The group started by looking at data sets that offer detail about oceanic levels of phosphate, a substance that is both better studied than mercury and that behaves in much the same way in the ocean. Phosphate is a nutrient that, like mercury, is taken up into the marine food web by binding with organic material.

By determining the ratio of phosphate to mercury in water deeper than 1,000 meters (3,300 feet) that has not been in contact with Earth's atmosphere since the Industrial Revolution, the group was able to estimate mercury in the ocean that originated from natural sources such as the breakdown, or "weathering," of rocks on land.

Their findings agreed with what they would expect to see given the known pattern of global ocean circulation.

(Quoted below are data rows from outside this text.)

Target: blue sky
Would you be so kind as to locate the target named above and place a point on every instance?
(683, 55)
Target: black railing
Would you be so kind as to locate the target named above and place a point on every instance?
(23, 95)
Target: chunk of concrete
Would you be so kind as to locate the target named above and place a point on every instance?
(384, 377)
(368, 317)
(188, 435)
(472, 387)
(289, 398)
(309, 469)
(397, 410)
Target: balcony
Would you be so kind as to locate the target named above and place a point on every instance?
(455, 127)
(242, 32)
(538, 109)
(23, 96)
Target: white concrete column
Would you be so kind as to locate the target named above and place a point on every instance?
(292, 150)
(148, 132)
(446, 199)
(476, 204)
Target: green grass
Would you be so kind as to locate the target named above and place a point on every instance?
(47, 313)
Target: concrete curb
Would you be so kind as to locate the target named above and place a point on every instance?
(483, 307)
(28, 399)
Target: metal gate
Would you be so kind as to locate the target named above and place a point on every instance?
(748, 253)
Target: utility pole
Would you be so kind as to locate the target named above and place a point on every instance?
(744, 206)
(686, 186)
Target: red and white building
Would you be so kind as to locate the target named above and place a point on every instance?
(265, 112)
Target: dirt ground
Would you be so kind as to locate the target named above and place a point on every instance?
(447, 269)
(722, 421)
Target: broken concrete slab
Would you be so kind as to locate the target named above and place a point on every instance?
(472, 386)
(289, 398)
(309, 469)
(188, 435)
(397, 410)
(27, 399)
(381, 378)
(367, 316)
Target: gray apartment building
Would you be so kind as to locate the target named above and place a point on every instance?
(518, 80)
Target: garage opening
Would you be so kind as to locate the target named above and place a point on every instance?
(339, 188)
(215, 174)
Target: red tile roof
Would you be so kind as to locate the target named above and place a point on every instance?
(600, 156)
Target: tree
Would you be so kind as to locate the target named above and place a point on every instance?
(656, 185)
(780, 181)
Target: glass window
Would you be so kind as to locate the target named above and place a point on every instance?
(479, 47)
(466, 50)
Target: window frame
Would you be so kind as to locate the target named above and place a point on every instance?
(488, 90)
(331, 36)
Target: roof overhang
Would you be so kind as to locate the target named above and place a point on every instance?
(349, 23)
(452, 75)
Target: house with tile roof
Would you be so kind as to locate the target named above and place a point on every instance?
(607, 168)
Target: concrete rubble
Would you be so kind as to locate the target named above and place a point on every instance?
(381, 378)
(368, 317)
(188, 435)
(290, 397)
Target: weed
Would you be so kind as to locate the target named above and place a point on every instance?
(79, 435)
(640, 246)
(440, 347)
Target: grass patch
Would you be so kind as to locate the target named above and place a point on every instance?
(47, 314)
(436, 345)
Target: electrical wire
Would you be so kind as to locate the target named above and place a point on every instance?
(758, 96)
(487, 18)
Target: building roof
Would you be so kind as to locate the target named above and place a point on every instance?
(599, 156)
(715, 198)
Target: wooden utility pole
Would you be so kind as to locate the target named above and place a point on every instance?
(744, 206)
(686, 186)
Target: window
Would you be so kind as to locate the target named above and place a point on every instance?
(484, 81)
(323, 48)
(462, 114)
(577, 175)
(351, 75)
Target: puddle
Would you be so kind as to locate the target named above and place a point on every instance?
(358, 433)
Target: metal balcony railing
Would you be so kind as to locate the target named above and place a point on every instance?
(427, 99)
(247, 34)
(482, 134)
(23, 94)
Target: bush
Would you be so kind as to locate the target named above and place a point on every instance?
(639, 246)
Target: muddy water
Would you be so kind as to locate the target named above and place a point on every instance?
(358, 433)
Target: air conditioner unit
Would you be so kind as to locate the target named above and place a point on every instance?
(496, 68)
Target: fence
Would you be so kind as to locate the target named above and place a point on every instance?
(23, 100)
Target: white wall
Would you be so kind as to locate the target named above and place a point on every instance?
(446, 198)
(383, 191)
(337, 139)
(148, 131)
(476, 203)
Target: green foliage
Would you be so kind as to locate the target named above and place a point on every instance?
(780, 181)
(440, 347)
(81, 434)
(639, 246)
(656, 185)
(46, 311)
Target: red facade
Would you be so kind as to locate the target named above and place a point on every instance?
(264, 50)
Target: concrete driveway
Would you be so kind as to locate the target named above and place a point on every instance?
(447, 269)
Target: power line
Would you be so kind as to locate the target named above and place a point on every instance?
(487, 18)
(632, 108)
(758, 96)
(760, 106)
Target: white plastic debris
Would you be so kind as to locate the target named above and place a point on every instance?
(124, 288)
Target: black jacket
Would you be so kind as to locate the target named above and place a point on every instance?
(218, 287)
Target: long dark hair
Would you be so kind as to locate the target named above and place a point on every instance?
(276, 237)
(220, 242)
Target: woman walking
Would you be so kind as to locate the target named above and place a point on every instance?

North Atlantic waters, for example, showed the most obvious signs of mercury from pollution because that is where surface waters sink under the influence of temperature and salinity changes to form deep and intermediate water flows. The Tropical and Northeast Pacific, on the other hand, were seen to be relatively unaffected because it takes centuries for deep ocean water to circulate to those regions.

But determining the contribution of mercury from human activity required another step. To obtain estimates for shallower waters and to provide basin-wide numbers for the amount of mercury in the global ocean, the team needed a tracer—a substance that could be linked back to the major activities that release mercury into the environment in the first place. They found it in one of the most well studied gases of the past 40 years—carbon dioxide. Databases of CO2 in ocean waters are extensive and readily available for every ocean basin at virtually all depths. Because much of the mercury and CO2 from human sources derive from the same activities, the team was able to derive an index relating the two and use it to calculate the amount and distribution of mercury in the world's ocean basins that originated from human activity.

Analysis of their results showed rough agreement with the models used previously—that the ocean contains about 60,000 to 80,000 tons of pollution mercury. In addition, they found that ocean waters shallower than about 100 m (300 feet) have tripled in mercury concentration since the Industrial Revolution and that the ocean as a whole has shown an increase of roughly 10 percent over pre-industrial mercury levels.

"With the increases we've seen in the recent past, the next 50 years could very well add the same amount we've seen in the past 150," said Lamborg. "The trouble is, we don't know what it all means for fish and marine mammals. It likely means some fish also contain at least three times more mercury than 150 years ago, but it could be more. The key is now we have some solid numbers on which to base continued work."

"Mercury is a priority environmental poison detectable wherever we look for it, including the global ocean abyss," says Don Rice, director of the National Science Foundation (NSF)'s Chemical Oceanography Program, which funded the research. "These scientists have reminded us that the problem is far from abatement, especially in regions of the world ocean where the human fingerprint is most distinct."